Launching in NFS mode

1. Run the plugin - can be added to systemd or run in the background

  $ sudo docker-volume-netshare nfs

2. Run the plugin - adding the correct DOCKER_API_VERSION If you are not using the latest stable version of docker engine please specify the version with flag. For example: To check docker API version:

docker version
Client:
Version:	17.12.0-ce
API version:	1.35
Go version:	go1.9.2
Git commit:	c97c6d6
Built:	Wed Dec 27 20:11:19 2017
OS/Arch:	linux/amd64

Server:
Engine:
 Version:	17.12.0-ce
 API version:	1.35 (minimum version 1.12)
 Go version:	go1.9.2
 Git commit:	c97c6d6
 Built:	Wed Dec 27 20:09:53 2017
 OS/Arch:	linux/amd64
 Experimental:	false

Here the Docker API Version is 1.35. So you should start the plugin with the right version of Docker API.

Minimum supported version for the plugin is 1.12.

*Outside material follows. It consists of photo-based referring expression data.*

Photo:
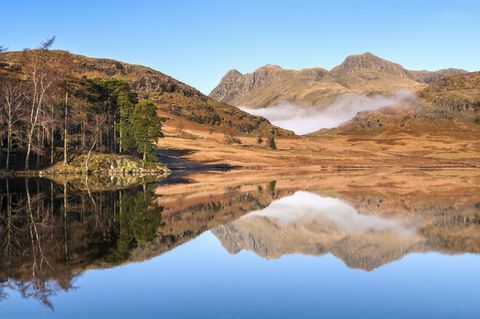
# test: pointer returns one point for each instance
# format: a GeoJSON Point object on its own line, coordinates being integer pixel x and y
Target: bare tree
{"type": "Point", "coordinates": [47, 44]}
{"type": "Point", "coordinates": [41, 83]}
{"type": "Point", "coordinates": [11, 111]}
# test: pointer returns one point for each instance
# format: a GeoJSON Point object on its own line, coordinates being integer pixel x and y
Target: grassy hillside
{"type": "Point", "coordinates": [174, 98]}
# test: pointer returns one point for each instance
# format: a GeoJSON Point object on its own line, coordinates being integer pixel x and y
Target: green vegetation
{"type": "Point", "coordinates": [48, 113]}
{"type": "Point", "coordinates": [146, 128]}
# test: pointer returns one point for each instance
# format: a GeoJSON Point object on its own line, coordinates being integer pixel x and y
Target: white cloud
{"type": "Point", "coordinates": [304, 120]}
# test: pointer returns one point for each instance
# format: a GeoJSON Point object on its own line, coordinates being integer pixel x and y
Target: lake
{"type": "Point", "coordinates": [244, 244]}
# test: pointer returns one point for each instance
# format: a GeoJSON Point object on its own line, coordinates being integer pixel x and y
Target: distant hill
{"type": "Point", "coordinates": [449, 106]}
{"type": "Point", "coordinates": [365, 73]}
{"type": "Point", "coordinates": [174, 99]}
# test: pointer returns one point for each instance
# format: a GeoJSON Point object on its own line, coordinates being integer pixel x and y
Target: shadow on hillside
{"type": "Point", "coordinates": [180, 166]}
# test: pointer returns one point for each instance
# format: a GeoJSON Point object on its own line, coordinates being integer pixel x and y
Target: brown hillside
{"type": "Point", "coordinates": [175, 99]}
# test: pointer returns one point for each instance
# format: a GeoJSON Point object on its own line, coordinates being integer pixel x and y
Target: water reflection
{"type": "Point", "coordinates": [51, 232]}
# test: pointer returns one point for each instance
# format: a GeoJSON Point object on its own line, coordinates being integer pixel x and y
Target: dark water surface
{"type": "Point", "coordinates": [332, 247]}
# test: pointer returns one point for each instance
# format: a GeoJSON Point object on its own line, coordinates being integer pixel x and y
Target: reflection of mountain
{"type": "Point", "coordinates": [47, 238]}
{"type": "Point", "coordinates": [307, 223]}
{"type": "Point", "coordinates": [48, 235]}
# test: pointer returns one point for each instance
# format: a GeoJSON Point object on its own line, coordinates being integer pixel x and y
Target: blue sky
{"type": "Point", "coordinates": [198, 41]}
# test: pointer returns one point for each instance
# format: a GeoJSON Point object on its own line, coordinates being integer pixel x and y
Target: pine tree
{"type": "Point", "coordinates": [271, 143]}
{"type": "Point", "coordinates": [147, 128]}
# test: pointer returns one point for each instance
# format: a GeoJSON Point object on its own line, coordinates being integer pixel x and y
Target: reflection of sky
{"type": "Point", "coordinates": [201, 280]}
{"type": "Point", "coordinates": [305, 207]}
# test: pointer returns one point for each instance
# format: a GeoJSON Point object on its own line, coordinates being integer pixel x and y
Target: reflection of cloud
{"type": "Point", "coordinates": [304, 207]}
{"type": "Point", "coordinates": [303, 120]}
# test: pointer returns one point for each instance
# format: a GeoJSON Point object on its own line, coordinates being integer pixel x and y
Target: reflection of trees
{"type": "Point", "coordinates": [48, 234]}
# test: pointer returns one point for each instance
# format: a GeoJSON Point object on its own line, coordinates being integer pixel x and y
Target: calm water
{"type": "Point", "coordinates": [260, 249]}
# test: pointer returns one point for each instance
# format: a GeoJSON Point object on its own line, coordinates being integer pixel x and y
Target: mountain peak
{"type": "Point", "coordinates": [269, 67]}
{"type": "Point", "coordinates": [370, 61]}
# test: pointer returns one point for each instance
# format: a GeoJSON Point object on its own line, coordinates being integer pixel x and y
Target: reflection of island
{"type": "Point", "coordinates": [307, 223]}
{"type": "Point", "coordinates": [49, 234]}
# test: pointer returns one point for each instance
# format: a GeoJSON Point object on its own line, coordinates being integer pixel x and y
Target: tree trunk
{"type": "Point", "coordinates": [52, 139]}
{"type": "Point", "coordinates": [9, 146]}
{"type": "Point", "coordinates": [65, 134]}
{"type": "Point", "coordinates": [144, 156]}
{"type": "Point", "coordinates": [29, 150]}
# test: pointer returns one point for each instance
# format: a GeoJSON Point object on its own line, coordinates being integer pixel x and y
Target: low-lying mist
{"type": "Point", "coordinates": [304, 120]}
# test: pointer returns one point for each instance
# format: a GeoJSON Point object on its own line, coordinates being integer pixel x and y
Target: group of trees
{"type": "Point", "coordinates": [46, 113]}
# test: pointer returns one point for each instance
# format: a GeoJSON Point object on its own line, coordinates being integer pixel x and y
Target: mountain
{"type": "Point", "coordinates": [176, 101]}
{"type": "Point", "coordinates": [365, 73]}
{"type": "Point", "coordinates": [448, 107]}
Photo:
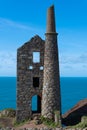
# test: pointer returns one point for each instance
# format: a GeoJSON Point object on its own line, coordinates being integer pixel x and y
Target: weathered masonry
{"type": "Point", "coordinates": [38, 74]}
{"type": "Point", "coordinates": [29, 76]}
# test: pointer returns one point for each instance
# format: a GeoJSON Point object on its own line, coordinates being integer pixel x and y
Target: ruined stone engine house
{"type": "Point", "coordinates": [38, 74]}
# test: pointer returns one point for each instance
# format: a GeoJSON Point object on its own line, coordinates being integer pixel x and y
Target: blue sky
{"type": "Point", "coordinates": [22, 19]}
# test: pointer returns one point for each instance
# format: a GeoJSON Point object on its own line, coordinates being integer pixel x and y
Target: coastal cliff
{"type": "Point", "coordinates": [74, 115]}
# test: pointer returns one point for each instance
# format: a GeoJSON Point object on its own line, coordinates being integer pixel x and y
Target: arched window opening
{"type": "Point", "coordinates": [36, 104]}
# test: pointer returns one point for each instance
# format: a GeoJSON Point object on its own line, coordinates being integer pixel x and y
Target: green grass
{"type": "Point", "coordinates": [82, 124]}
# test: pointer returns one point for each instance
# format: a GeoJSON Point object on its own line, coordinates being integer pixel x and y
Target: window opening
{"type": "Point", "coordinates": [36, 104]}
{"type": "Point", "coordinates": [41, 67]}
{"type": "Point", "coordinates": [30, 67]}
{"type": "Point", "coordinates": [36, 57]}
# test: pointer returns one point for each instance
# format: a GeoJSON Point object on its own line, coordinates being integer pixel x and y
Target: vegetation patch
{"type": "Point", "coordinates": [48, 122]}
{"type": "Point", "coordinates": [82, 124]}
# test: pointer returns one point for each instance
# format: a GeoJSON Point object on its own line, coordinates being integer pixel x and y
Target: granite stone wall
{"type": "Point", "coordinates": [51, 85]}
{"type": "Point", "coordinates": [26, 70]}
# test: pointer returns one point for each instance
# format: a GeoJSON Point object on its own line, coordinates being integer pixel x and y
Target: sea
{"type": "Point", "coordinates": [73, 89]}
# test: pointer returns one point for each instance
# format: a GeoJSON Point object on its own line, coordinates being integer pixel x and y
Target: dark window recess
{"type": "Point", "coordinates": [35, 82]}
{"type": "Point", "coordinates": [36, 104]}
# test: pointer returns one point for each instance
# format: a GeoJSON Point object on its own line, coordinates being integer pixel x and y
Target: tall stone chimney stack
{"type": "Point", "coordinates": [51, 101]}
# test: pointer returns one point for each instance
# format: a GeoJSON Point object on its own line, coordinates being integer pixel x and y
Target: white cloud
{"type": "Point", "coordinates": [7, 64]}
{"type": "Point", "coordinates": [73, 65]}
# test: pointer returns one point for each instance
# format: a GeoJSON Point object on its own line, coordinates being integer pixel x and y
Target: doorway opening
{"type": "Point", "coordinates": [36, 104]}
{"type": "Point", "coordinates": [35, 82]}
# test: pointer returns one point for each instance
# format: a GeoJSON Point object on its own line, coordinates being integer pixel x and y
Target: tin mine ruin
{"type": "Point", "coordinates": [38, 74]}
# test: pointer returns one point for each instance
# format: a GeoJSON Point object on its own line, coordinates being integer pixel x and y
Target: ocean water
{"type": "Point", "coordinates": [73, 89]}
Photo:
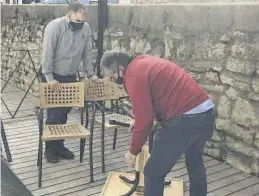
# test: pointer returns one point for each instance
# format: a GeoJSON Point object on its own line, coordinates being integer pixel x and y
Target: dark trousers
{"type": "Point", "coordinates": [186, 134]}
{"type": "Point", "coordinates": [57, 115]}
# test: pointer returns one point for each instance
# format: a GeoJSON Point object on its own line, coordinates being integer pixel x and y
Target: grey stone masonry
{"type": "Point", "coordinates": [216, 43]}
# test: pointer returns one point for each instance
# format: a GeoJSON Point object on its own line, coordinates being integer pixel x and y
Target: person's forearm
{"type": "Point", "coordinates": [138, 139]}
{"type": "Point", "coordinates": [49, 77]}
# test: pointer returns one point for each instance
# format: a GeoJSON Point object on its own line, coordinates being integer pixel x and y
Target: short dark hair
{"type": "Point", "coordinates": [113, 59]}
{"type": "Point", "coordinates": [76, 7]}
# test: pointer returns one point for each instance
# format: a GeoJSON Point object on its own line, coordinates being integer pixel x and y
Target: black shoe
{"type": "Point", "coordinates": [50, 156]}
{"type": "Point", "coordinates": [65, 153]}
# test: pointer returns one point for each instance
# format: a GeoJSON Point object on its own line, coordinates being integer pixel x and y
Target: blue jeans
{"type": "Point", "coordinates": [185, 134]}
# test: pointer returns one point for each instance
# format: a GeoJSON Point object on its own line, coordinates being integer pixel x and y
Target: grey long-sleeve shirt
{"type": "Point", "coordinates": [63, 49]}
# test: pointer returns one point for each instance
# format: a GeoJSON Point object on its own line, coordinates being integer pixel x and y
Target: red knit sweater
{"type": "Point", "coordinates": [172, 90]}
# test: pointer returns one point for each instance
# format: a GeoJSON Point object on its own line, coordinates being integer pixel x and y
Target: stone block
{"type": "Point", "coordinates": [184, 52]}
{"type": "Point", "coordinates": [224, 107]}
{"type": "Point", "coordinates": [253, 96]}
{"type": "Point", "coordinates": [213, 88]}
{"type": "Point", "coordinates": [245, 17]}
{"type": "Point", "coordinates": [224, 39]}
{"type": "Point", "coordinates": [239, 161]}
{"type": "Point", "coordinates": [243, 86]}
{"type": "Point", "coordinates": [223, 125]}
{"type": "Point", "coordinates": [255, 84]}
{"type": "Point", "coordinates": [240, 66]}
{"type": "Point", "coordinates": [232, 93]}
{"type": "Point", "coordinates": [200, 66]}
{"type": "Point", "coordinates": [241, 133]}
{"type": "Point", "coordinates": [226, 80]}
{"type": "Point", "coordinates": [217, 136]}
{"type": "Point", "coordinates": [244, 113]}
{"type": "Point", "coordinates": [257, 139]}
{"type": "Point", "coordinates": [240, 147]}
{"type": "Point", "coordinates": [218, 52]}
{"type": "Point", "coordinates": [212, 76]}
{"type": "Point", "coordinates": [245, 51]}
{"type": "Point", "coordinates": [255, 167]}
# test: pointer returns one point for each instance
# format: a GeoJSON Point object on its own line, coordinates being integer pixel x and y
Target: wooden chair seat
{"type": "Point", "coordinates": [118, 117]}
{"type": "Point", "coordinates": [66, 131]}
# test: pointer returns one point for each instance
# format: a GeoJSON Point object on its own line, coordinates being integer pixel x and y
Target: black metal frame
{"type": "Point", "coordinates": [5, 142]}
{"type": "Point", "coordinates": [100, 106]}
{"type": "Point", "coordinates": [39, 114]}
{"type": "Point", "coordinates": [12, 74]}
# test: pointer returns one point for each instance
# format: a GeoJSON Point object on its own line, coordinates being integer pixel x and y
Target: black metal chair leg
{"type": "Point", "coordinates": [114, 138]}
{"type": "Point", "coordinates": [82, 149]}
{"type": "Point", "coordinates": [86, 117]}
{"type": "Point", "coordinates": [102, 142]}
{"type": "Point", "coordinates": [91, 143]}
{"type": "Point", "coordinates": [38, 159]}
{"type": "Point", "coordinates": [82, 116]}
{"type": "Point", "coordinates": [5, 142]}
{"type": "Point", "coordinates": [40, 165]}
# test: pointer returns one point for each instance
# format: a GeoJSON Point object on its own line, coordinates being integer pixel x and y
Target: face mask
{"type": "Point", "coordinates": [119, 80]}
{"type": "Point", "coordinates": [76, 26]}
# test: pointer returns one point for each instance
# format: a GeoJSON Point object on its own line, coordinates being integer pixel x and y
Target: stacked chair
{"type": "Point", "coordinates": [80, 95]}
{"type": "Point", "coordinates": [97, 93]}
{"type": "Point", "coordinates": [70, 95]}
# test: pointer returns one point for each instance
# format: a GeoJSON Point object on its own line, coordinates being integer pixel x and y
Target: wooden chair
{"type": "Point", "coordinates": [70, 95]}
{"type": "Point", "coordinates": [126, 184]}
{"type": "Point", "coordinates": [100, 91]}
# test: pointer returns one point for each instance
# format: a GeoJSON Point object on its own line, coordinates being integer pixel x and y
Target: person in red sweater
{"type": "Point", "coordinates": [159, 89]}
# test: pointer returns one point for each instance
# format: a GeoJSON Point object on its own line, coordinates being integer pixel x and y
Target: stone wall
{"type": "Point", "coordinates": [217, 44]}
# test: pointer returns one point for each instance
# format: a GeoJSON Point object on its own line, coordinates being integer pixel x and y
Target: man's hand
{"type": "Point", "coordinates": [54, 85]}
{"type": "Point", "coordinates": [130, 159]}
{"type": "Point", "coordinates": [94, 78]}
{"type": "Point", "coordinates": [131, 127]}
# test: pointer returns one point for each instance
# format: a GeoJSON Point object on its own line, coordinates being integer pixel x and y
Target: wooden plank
{"type": "Point", "coordinates": [70, 177]}
{"type": "Point", "coordinates": [249, 191]}
{"type": "Point", "coordinates": [227, 181]}
{"type": "Point", "coordinates": [234, 187]}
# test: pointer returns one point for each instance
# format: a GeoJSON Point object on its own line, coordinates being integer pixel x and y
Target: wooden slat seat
{"type": "Point", "coordinates": [117, 117]}
{"type": "Point", "coordinates": [69, 95]}
{"type": "Point", "coordinates": [66, 131]}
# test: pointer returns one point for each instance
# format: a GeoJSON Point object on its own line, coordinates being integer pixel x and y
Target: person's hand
{"type": "Point", "coordinates": [54, 85]}
{"type": "Point", "coordinates": [94, 78]}
{"type": "Point", "coordinates": [130, 159]}
{"type": "Point", "coordinates": [131, 127]}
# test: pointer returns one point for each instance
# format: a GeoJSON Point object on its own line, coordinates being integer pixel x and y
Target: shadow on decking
{"type": "Point", "coordinates": [72, 177]}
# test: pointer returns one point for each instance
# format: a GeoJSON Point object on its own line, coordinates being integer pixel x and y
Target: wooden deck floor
{"type": "Point", "coordinates": [72, 177]}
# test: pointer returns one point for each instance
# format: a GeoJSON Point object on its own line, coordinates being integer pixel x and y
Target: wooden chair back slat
{"type": "Point", "coordinates": [70, 95]}
{"type": "Point", "coordinates": [102, 90]}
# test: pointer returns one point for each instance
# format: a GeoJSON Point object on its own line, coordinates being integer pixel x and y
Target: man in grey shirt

  $ sudo docker-volume-netshare nfs -a 1.35

2. Launch a container

  $ docker run -i -t --volume-driver=nfs -v nfshost/path:/mount ubuntu /bin/bash

Launching in EFS mode

1. Run the plugin - can be added to systemd or run in the background

  // With File System ID resolution to AZ / Region URI
  $ sudo docker-volume-netshare efs
  // For VPCs without AWS DNS - using IP for Mount
  $ sudo docker-volume-netshare efs --noresolve

2. Launch a container

  // Launching a container using the EFS File System ID
  $ docker run -i -t --volume-driver=efs -v fs-2324532:/mount ubuntu /bin/bash
  // Launching a container using the IP Address of the EFS mount point (--noresolve flag in plugin)
  $ docker run -i -t --volume-driver=efs -v 10.2.3.1:/mount ubuntu /bin/bash

Launching in Samba/CIFS mode

Docker Version < 1.9.0

1. Run the plugin - can be added to systemd or run in the background

  $ sudo docker-volume-netshare cifs --username user --password pass --domain domain --security security -a docker_api_version

2. Launch a container

  // In CIFS the "//" is omitted and handled by netshare
  $ docker run -it --volume-driver=cifs -v cifshost/share:/mount ubuntu /bin/bash
.NetRC support

.NetRC is fully support eliminating users and passwords to be specified in step 1. To use .netrc do the following steps:

1. Create a /root/.netrc file (since netshare needs to be run as a root user). Add the host and credential mappings.

See example:

  //.netrc
  machine some_hostname
       username  jeremy
       password  somepass
       domain    optional
       security  optional
       fileMode  optional
       dirMode   optional

2. Run the plugin

  $ sudo docker-volume-netshare cifs -a docker_api_version

3. Launch a container

  // In CIFS the "//" is omitted and handled by netshare
  $ docker run -it --volume-driver=cifs -v cifshost/share:/mount ubuntu /bin/bash

Docker Version 1.9.0+

Docker 1.9.0 now has support for volume management. This allows you to user docker volume create to define a volume by name so options and other info can be eliminated when running a container.

1. Run the plugin - can be added to systemd or run in the background

  $ sudo docker-volume-netshare cifs -a docker_api_version

2. Create a Volume

This will create a new volume via the Docker daemon which will call Create in netshare passing in the corresponding user, pass and domain info.

  $ docker volume create -d cifs --name cifshost/share --opt username=user --opt password=pass --opt domain=domain --opt security=security --opt fileMode=0777 --opt dirMode=0777

3. Launch a container

  // cifs/share matches the volume as defined in Step #2 using docker volume create
  $ docker run -it -v cifshost/share:/mount ubuntu /bin/bash

Security Option

Some CIFS servers may require a specific security mode to connect. The security option defines the sec option that is passed to mount.cifs. More information about available sec options. e.g.: Apple Time Capsule's require the security mode ntlm.

License

This software is licensed under the Apache 2 license, quoted below.

Copyright 2019 ContainX / Jeremy Unruh

Licensed under the Apache License, Version 2.0 (the "License"); you may not use this file except in compliance with the License. You may obtain a copy of the License at

http://www.apache.org/licenses/LICENSE-2.0 Unless required by applicable law or agreed to in writing, software distributed under the License is distributed on an "AS IS" BASIS, WITHOUT WARRANTIES OR CONDITIONS OF ANY KIND, either express or implied. See the License for the specific language governing permissions and limitations under the License.